Surf Tofino: Pumping on a frontside wave
by Pete Devries, Tofino
Speed is the most important thing in surfing. Without it you won't be able to complete even the most basic moves. So when summer time comes around, and you're feeling slow because of the small mushy waves, don't blame it on your board, just go out there and practice your pumping.
Paddle into a frontside wave with the nose of your board turned slightly towards the open face. Get to your feet as quickly as you can. Instead of going down the face of the wave to do an extended bottom turn, keep your board turned down the line towards the open face of the wave. Drive up the wave by applying pressure to your toe side rail. Most of your weight should be on your front foot as you drive forward and up the wave. Your back foot should be a bit farther forward than it would be if you were about to do a turn. It will help guide your board up the wave enabling you to get onto the flat portion of your board therefore helping you gain speed. As you drive up the wave your body will want to extend. Try not to pump with your back arm extending over your head. Keep your back arm bent at a 90-degree angle, and try to keep your style together. When you reach the top of the wave you should have more speed than you did at the bottom. Your eyes should be focused on the section in front of you, and you should also be conscious of not digging your rails in. Use the speed you've got to drive down the wave. Push down on your front foot and lean slightly on your heel side rail to turn your board back down towards the middle of the wave. Be sure to keep your board pointed down the line, and be ready for a quick change to your toe side rail, to accelerate up the wave again. When you reach the middle of the wave start your pump up the wave as you did before to gain even more speed. After a few pumps you should have enough speed to do a floater, hit the lip, or bust an air even if you're surfing a 2-foot wave.

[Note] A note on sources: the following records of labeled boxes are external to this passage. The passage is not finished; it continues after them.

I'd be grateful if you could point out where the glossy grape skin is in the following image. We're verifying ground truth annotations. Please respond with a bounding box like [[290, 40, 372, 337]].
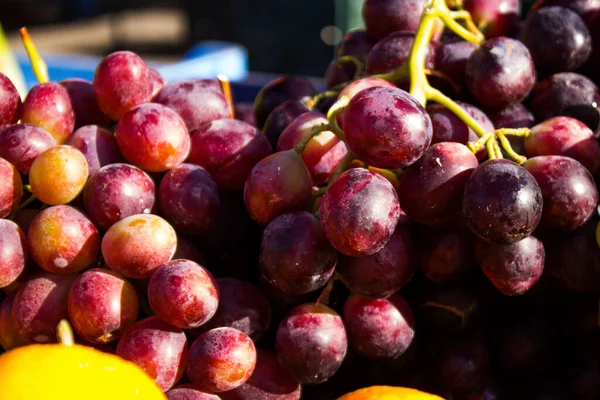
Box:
[[523, 157, 600, 230], [342, 87, 433, 168], [148, 260, 219, 329], [531, 72, 600, 132], [12, 272, 76, 343], [262, 100, 311, 148], [187, 328, 256, 393], [27, 206, 100, 274], [65, 125, 124, 175], [220, 349, 302, 400], [476, 236, 546, 296], [67, 268, 140, 344], [463, 159, 543, 244], [254, 75, 317, 129], [29, 145, 88, 205], [275, 304, 348, 385], [116, 317, 188, 392], [277, 112, 348, 185], [465, 37, 536, 108], [158, 164, 221, 235], [152, 79, 229, 131], [0, 219, 29, 288], [343, 294, 415, 359], [336, 224, 416, 298], [92, 51, 152, 121], [362, 0, 425, 40], [260, 211, 338, 294], [462, 0, 521, 38], [115, 103, 191, 172], [398, 142, 479, 225], [187, 119, 273, 190], [0, 158, 23, 218], [101, 214, 177, 279], [21, 82, 75, 144], [321, 168, 400, 257], [60, 78, 110, 129], [525, 117, 600, 173], [244, 150, 312, 225]]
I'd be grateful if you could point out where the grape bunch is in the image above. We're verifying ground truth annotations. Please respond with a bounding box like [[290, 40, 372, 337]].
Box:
[[0, 0, 600, 400]]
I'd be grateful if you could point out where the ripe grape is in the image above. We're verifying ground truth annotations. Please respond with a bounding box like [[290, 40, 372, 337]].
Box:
[[187, 119, 273, 190], [260, 211, 338, 294], [116, 317, 188, 392], [29, 145, 88, 205], [60, 78, 110, 128], [465, 37, 536, 108], [115, 104, 191, 172], [336, 224, 416, 298], [463, 159, 543, 244], [342, 87, 433, 168], [523, 153, 600, 230], [398, 142, 479, 225], [27, 206, 100, 274], [525, 117, 600, 173], [343, 294, 415, 359], [67, 268, 140, 344], [0, 158, 23, 218], [93, 51, 152, 121], [158, 164, 221, 235], [244, 150, 312, 225], [321, 168, 400, 257], [102, 214, 177, 278], [12, 272, 77, 343], [152, 79, 229, 132], [148, 260, 219, 329], [275, 304, 348, 385], [187, 328, 256, 392], [21, 82, 75, 144], [65, 125, 124, 175]]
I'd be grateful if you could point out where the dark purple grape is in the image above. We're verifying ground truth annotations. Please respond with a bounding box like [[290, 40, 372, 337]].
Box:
[[343, 294, 415, 359], [465, 37, 536, 108], [321, 168, 400, 257], [398, 142, 479, 225], [342, 87, 433, 168], [260, 211, 338, 294], [336, 224, 416, 298], [463, 159, 543, 244], [476, 236, 546, 296], [254, 76, 317, 129], [523, 153, 600, 230], [275, 304, 348, 384]]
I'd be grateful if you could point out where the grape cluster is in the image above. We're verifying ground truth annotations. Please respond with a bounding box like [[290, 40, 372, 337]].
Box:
[[0, 0, 600, 400]]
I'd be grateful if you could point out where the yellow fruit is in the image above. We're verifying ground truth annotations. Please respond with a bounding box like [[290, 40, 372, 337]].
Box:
[[338, 386, 444, 400]]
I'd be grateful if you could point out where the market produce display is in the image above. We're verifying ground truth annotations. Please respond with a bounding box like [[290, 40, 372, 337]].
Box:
[[0, 0, 600, 400]]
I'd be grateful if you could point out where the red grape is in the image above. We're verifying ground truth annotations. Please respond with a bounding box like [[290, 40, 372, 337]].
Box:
[[275, 304, 348, 384], [67, 268, 140, 344], [0, 124, 56, 174], [93, 51, 152, 121], [187, 328, 256, 392], [102, 214, 177, 278], [12, 272, 76, 343], [116, 317, 188, 392], [21, 82, 75, 144], [342, 87, 433, 168], [187, 119, 273, 190], [260, 211, 338, 294], [321, 168, 400, 257], [148, 260, 219, 329], [27, 206, 100, 274], [158, 164, 221, 235], [115, 104, 191, 172]]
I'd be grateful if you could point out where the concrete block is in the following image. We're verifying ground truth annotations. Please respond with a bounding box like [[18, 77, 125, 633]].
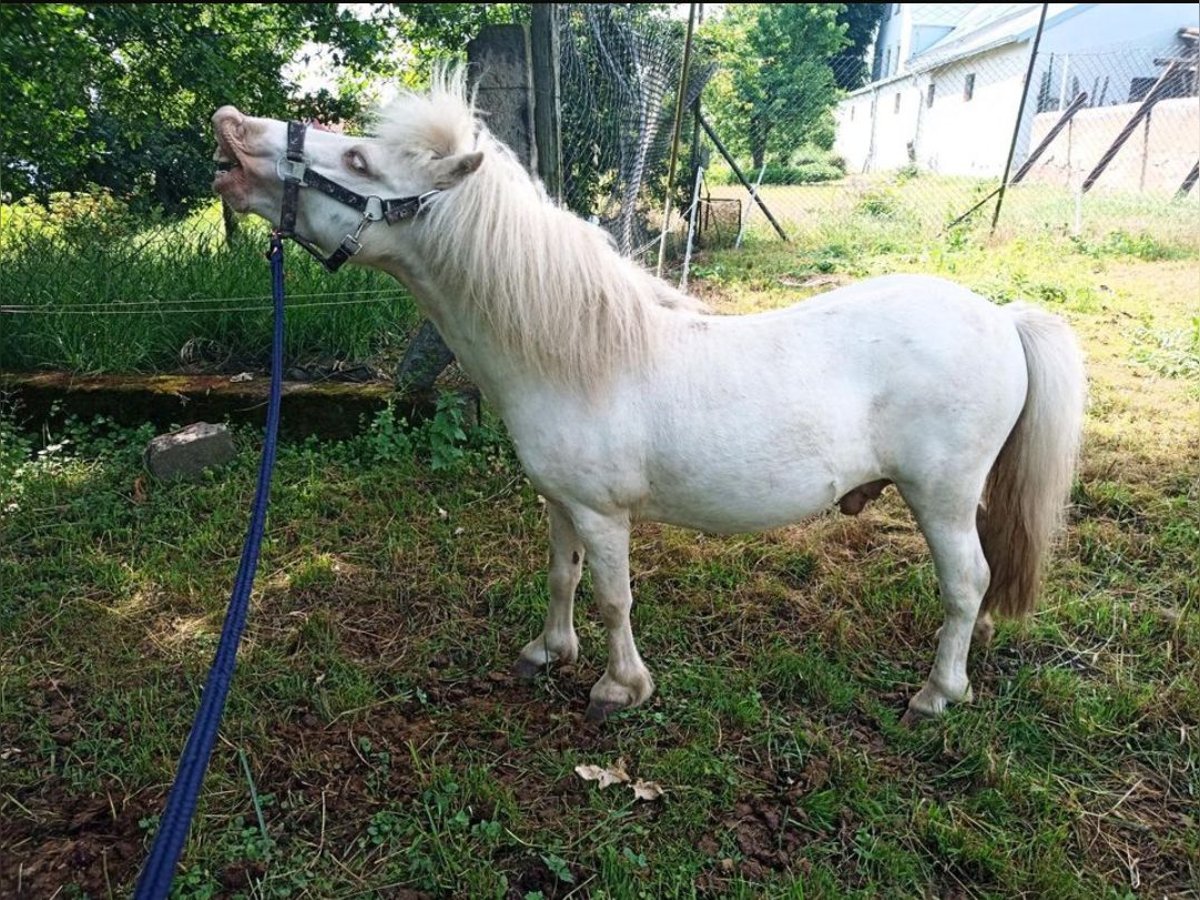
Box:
[[144, 422, 238, 481]]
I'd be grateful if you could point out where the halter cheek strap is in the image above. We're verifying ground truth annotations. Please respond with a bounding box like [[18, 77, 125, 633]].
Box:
[[275, 121, 440, 272]]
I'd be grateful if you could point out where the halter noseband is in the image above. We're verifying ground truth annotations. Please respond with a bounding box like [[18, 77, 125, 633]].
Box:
[[275, 121, 442, 272]]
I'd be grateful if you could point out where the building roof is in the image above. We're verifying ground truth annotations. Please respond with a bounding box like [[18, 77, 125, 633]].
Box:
[[908, 4, 1096, 72]]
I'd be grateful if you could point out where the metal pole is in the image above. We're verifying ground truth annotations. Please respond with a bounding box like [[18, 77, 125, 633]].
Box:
[[654, 4, 696, 276], [700, 115, 788, 241], [991, 4, 1050, 232]]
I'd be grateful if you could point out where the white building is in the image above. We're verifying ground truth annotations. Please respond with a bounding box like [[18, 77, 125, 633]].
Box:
[[835, 4, 1200, 178]]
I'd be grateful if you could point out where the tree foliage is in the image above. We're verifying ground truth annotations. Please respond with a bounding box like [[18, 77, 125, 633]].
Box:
[[0, 4, 512, 210], [703, 4, 883, 168]]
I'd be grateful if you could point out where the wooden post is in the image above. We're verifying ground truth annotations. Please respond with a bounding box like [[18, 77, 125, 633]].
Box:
[[946, 94, 1087, 232], [991, 4, 1051, 232], [1175, 162, 1200, 200], [700, 115, 788, 241], [467, 25, 538, 172], [529, 4, 563, 205], [1084, 62, 1180, 193]]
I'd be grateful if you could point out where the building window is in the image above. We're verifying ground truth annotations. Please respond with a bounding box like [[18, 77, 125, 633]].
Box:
[[1129, 78, 1158, 103]]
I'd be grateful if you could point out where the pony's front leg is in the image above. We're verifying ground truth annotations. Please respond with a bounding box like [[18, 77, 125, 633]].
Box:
[[901, 515, 990, 725], [572, 510, 654, 721], [512, 500, 583, 678]]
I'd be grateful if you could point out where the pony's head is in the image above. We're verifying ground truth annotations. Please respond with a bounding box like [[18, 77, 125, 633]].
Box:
[[212, 71, 484, 265]]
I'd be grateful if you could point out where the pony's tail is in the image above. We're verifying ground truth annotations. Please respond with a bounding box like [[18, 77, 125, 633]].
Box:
[[978, 304, 1087, 617]]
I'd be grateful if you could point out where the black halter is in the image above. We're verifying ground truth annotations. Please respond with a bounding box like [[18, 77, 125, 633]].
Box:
[[275, 122, 440, 272]]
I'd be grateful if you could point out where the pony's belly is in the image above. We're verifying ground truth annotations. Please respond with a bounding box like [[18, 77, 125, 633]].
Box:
[[636, 478, 839, 534]]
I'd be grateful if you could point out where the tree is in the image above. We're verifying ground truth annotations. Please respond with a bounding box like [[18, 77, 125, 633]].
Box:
[[704, 4, 877, 168], [0, 4, 512, 211], [829, 4, 888, 91]]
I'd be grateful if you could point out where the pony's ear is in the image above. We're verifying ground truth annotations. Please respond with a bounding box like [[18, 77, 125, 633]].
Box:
[[433, 151, 484, 188]]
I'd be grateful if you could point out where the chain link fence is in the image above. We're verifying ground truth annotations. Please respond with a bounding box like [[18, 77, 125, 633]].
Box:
[[0, 4, 1200, 376], [560, 4, 1200, 252]]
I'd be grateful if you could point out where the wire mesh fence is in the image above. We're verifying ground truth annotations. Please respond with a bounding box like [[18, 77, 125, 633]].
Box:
[[0, 4, 1200, 371], [562, 4, 1200, 259]]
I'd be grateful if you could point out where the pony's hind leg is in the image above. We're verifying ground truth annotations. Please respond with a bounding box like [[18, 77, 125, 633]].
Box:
[[514, 500, 583, 678], [904, 494, 990, 724]]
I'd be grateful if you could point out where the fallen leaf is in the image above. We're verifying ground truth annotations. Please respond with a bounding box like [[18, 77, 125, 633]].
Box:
[[634, 779, 662, 800], [575, 760, 629, 787]]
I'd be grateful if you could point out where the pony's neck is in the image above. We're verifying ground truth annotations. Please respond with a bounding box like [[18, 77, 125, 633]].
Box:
[[374, 132, 695, 400]]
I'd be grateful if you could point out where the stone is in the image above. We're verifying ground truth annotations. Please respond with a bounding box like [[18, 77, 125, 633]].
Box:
[[144, 422, 238, 481]]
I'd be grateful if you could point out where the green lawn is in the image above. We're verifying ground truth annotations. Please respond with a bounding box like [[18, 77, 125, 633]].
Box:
[[0, 217, 1200, 899]]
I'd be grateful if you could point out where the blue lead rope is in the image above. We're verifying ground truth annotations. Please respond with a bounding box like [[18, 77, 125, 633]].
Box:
[[134, 233, 283, 900]]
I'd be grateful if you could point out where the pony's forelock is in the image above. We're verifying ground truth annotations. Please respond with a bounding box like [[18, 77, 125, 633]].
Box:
[[374, 65, 478, 157]]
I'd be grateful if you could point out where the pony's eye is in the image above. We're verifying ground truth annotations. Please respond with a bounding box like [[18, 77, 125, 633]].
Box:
[[344, 150, 368, 175]]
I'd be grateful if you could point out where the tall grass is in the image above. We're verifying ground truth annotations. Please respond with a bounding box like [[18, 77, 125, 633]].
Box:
[[0, 194, 418, 373]]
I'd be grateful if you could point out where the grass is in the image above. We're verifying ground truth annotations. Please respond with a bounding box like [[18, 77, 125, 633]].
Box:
[[0, 196, 418, 374], [0, 226, 1200, 900]]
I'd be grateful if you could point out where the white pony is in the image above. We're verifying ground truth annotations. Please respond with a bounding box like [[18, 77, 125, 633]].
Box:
[[214, 71, 1085, 721]]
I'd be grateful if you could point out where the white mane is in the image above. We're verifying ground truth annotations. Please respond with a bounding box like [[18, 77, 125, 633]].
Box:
[[377, 68, 702, 384]]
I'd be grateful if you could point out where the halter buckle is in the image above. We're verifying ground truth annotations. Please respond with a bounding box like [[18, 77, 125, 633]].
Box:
[[275, 156, 308, 181]]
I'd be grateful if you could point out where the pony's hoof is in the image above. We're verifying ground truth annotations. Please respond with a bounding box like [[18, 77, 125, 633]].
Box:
[[512, 656, 546, 682], [900, 707, 937, 728], [583, 700, 628, 724]]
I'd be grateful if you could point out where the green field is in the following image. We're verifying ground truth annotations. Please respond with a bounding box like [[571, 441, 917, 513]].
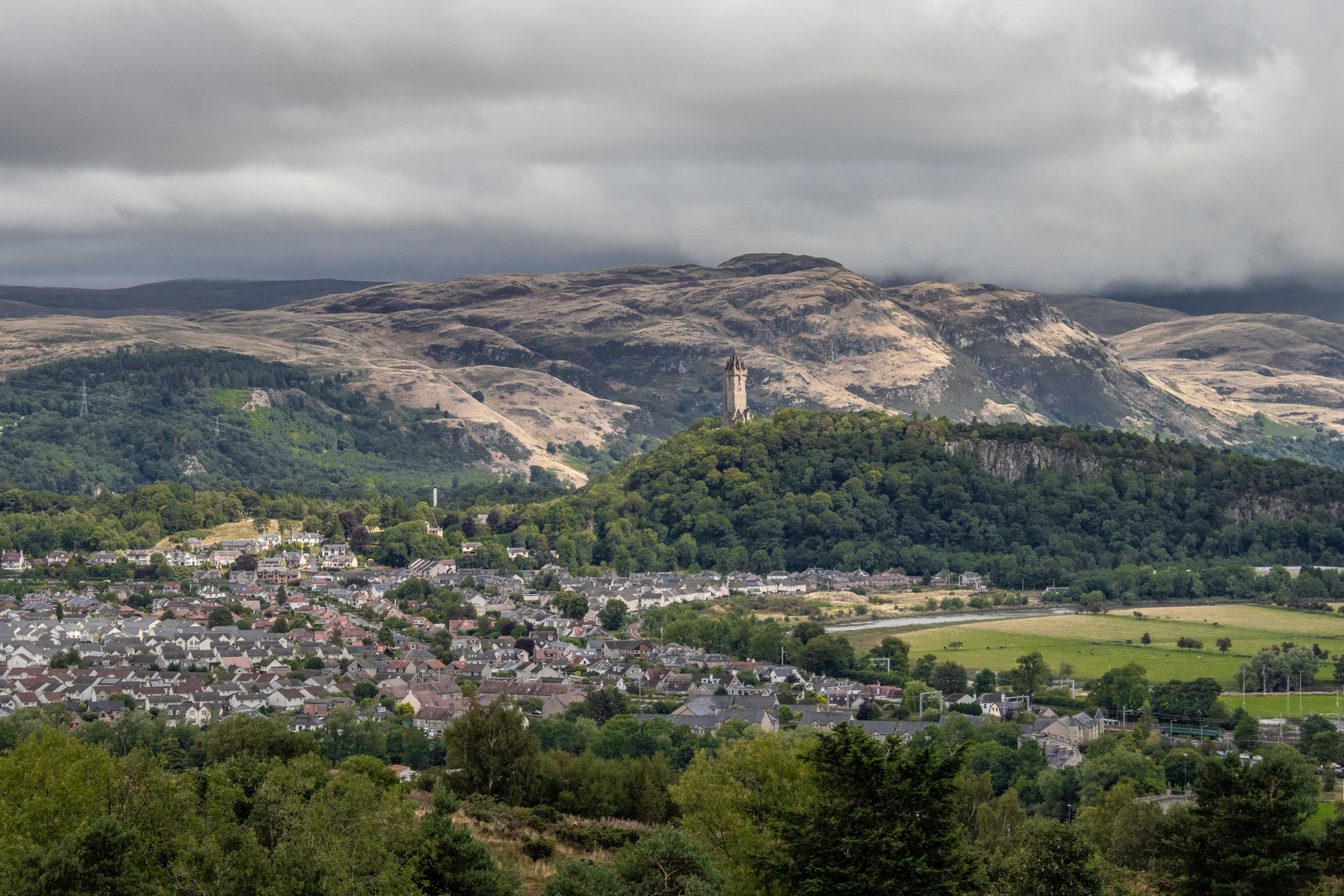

The idea of getting speed is great, but controlling it is a different story. This will take time and a lot of practice. You will find you have to make decisions faster, and have better timing when you have more speed.
The best way to control it is to do a long bottom turn before you hit the lip. After pumping down the line look for a turn section. Instead of going straight into a turn fade down the wave and do a big bottom turn. You will then realise how much speed you have because you will be using your rail, and it will give you time to set up for a better move also.
Pete Devries grew up in Tofino and has been in surf competitions since he was 14.